Documentation
Doxygen-generated documentation
The library is under continuous development. Therefore, please report all bugs and performance insufficiencies immediately. Sorting currently works best, as does embarrassing parallelism like for_each. An algorithm not available in the (original) STL is multiway merging. However, it is very important for both parallel and/or external sorting. Hence, it is included in the MCSTL.
Platform Requirements
MCSTL should successfully compile with all compilers that support OpenMP version 2.5. The GCC implementation of the C++ standard library (libstdc++) must be used, however. We have tested up to GCC 4.2.2 and the Intel C++ Compiler 10.1.011 (Intel compiler particularities). MCSTL has only been tested on Linux and Solaris, so far. Tests with the Microsoft compiler are not yet successful.
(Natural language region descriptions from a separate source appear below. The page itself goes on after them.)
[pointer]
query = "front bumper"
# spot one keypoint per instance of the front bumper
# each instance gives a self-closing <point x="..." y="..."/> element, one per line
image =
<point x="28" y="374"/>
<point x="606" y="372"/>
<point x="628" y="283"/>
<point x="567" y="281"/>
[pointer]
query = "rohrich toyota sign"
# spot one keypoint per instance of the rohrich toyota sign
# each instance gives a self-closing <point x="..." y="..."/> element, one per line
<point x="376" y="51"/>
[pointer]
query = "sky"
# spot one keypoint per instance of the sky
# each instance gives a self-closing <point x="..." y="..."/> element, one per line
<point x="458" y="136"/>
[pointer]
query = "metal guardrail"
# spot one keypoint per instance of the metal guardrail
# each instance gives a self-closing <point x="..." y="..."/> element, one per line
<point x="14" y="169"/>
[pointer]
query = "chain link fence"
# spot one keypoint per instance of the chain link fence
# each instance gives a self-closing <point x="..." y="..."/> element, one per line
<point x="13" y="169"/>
Changes to Your Application
You do not have to change any source code in you application. However, to benefit from the speedup, you should use STL algorithms like
sort, random_shuffle, partition, merge, find, nth_element, partial_sum, and for_each
and friends
as often as possible.
The only thing you have to do to get parallelism incorporated, is to include two additional include directories, e. g. by prepending
-I$(MCSTL_ROOT)/c++
to the command line. The alternative headers will be superimposed transparently, so no changes are made to the original headers. OpenMP must be supported and switched on, e. g. by adding
-fopenmp
to the command line for GCC,
-openmp
for the Intel compiler.
Tuning and Customization
For using any of the tuning options, you must
#include <mcstl.h>
first. To specify the number of threads to be used, set the
mcstl::SETTINGS::num_threads
variable accordingly. To force a function to execute sequentially, addmcstl::sequential_tag()
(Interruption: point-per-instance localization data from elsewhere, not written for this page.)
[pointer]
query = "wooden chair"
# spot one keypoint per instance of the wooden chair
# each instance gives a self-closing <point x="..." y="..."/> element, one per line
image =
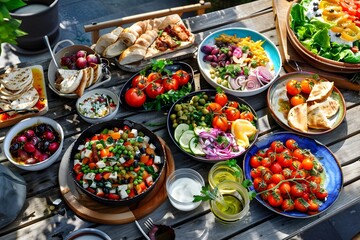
<point x="95" y="28"/>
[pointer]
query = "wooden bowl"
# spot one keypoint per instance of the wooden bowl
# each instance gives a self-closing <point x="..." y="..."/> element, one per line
<point x="317" y="61"/>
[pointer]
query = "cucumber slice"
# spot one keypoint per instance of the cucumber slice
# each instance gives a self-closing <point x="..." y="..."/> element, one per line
<point x="179" y="130"/>
<point x="185" y="138"/>
<point x="195" y="147"/>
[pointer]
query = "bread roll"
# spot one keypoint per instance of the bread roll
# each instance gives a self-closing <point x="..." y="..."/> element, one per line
<point x="137" y="51"/>
<point x="132" y="33"/>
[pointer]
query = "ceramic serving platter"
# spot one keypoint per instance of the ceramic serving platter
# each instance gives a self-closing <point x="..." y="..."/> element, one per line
<point x="279" y="105"/>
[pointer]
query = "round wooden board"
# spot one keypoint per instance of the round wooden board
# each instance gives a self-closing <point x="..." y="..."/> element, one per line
<point x="94" y="211"/>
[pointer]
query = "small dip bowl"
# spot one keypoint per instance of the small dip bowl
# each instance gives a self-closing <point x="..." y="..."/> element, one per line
<point x="181" y="186"/>
<point x="98" y="105"/>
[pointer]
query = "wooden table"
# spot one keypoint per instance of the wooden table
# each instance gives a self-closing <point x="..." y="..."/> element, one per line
<point x="40" y="219"/>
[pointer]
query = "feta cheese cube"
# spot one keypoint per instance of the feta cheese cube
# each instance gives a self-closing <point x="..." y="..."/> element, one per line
<point x="100" y="164"/>
<point x="89" y="176"/>
<point x="157" y="159"/>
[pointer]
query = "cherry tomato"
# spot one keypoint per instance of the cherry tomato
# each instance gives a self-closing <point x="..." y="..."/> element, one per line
<point x="170" y="84"/>
<point x="275" y="199"/>
<point x="255" y="161"/>
<point x="182" y="76"/>
<point x="300" y="204"/>
<point x="293" y="87"/>
<point x="321" y="194"/>
<point x="155" y="77"/>
<point x="221" y="98"/>
<point x="307" y="85"/>
<point x="277" y="146"/>
<point x="297" y="100"/>
<point x="233" y="104"/>
<point x="291" y="144"/>
<point x="275" y="168"/>
<point x="296" y="190"/>
<point x="285" y="189"/>
<point x="220" y="122"/>
<point x="232" y="114"/>
<point x="307" y="164"/>
<point x="288" y="205"/>
<point x="154" y="89"/>
<point x="135" y="97"/>
<point x="247" y="115"/>
<point x="214" y="107"/>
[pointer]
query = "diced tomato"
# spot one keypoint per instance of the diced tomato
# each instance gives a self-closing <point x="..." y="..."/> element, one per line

to the end of the argument list. On the other hand side, you can force some functions to be executed in parallel, and also, whether they will be any load-balancing applied (recommended for dynamic workload).
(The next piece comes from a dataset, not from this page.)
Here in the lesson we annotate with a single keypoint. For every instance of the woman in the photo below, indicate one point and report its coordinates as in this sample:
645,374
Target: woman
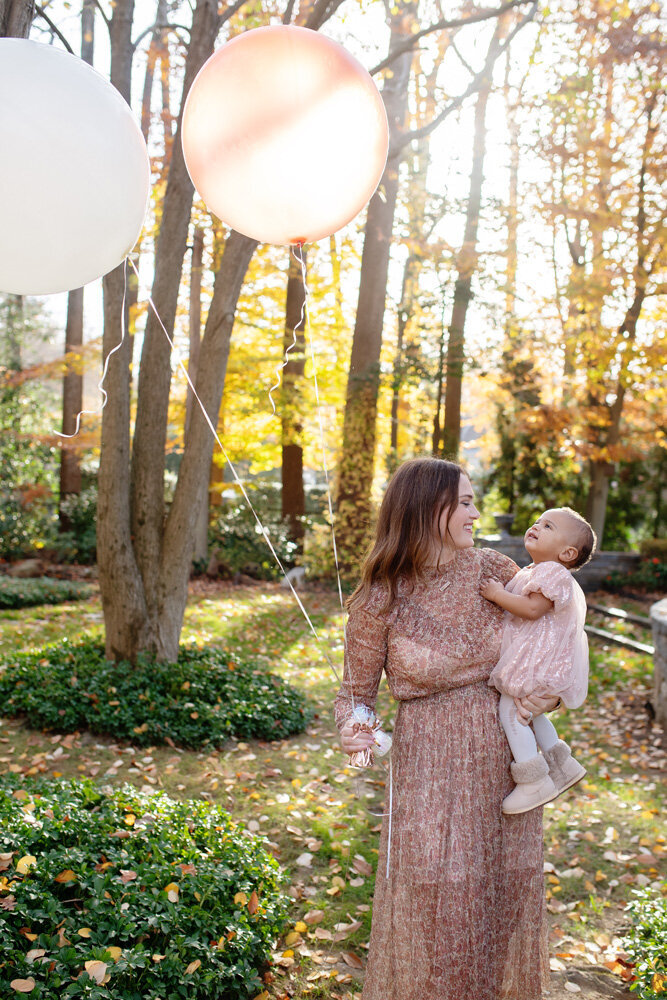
460,915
Parallelism always incurs some overhead. Thus, it is not helpful to parallelize operations on very small sets of data. MCSTL provides measures to avoid parallelizing stuff that is not worth it. For each algorithm, a minimum problem size can be stated, usually using the variable
mcstl::SETTINGS::[algorithm]_minimal_n.
Please see mcstl.h for details.
Getting Started Example
Compile the file parsort.cpp using:g++-4.2.1 -O3 -fopenmp -I$MCSTL_ROOT/c++ -o parsort parsort.cpp
This assumes that your GCC 4.2.1 is installed in
/usr/local/bin
.The MCSTL is expected in
$MCSTL_ROOT.
For reliable performance measurement, it is mandatory to switch on optimization, of course. Since atomic operations are used, that would not be supported by older processors, you might have to specify
-march=i686
on 32-bit Intel architectures, to get the code compiled. This, of course, means that the program will only run on Pentium-II-class or better computers, which should not be a severe limitation, though.
Using MCSTL and STXXL in Combination
MCSTL performs particularly well in combination with the STXXL. Just compile the STXXL with the additional make targets of the latest STXXL release, and compile your program with the options described above. Below, experimental results for sorting are shown. A computer with 4 processors and 8 (parallel) disks was used. The system achieves a peak I/O bandwidth of 600 MB/s. Each record contained 8 bytes, namely 4 bytes key and 4 bytes load. As one can see clearly, the compute bound can be raised by dividing the load onto many processors using MCSTL. (The results where measured with MCSTL version 0.4.0-alpha.)
Still, there is more potential when one explicitly parallelizes the used algorithm. This has also been done already, the multiway merging step is parallelized. However, some future tuning is necessary to achieve speedup under all circumstances. Therefore, the corresponding code has been disabled. To enabled it, define the symbol STXXL_PARALLEL_MULTIWAY_MERGE.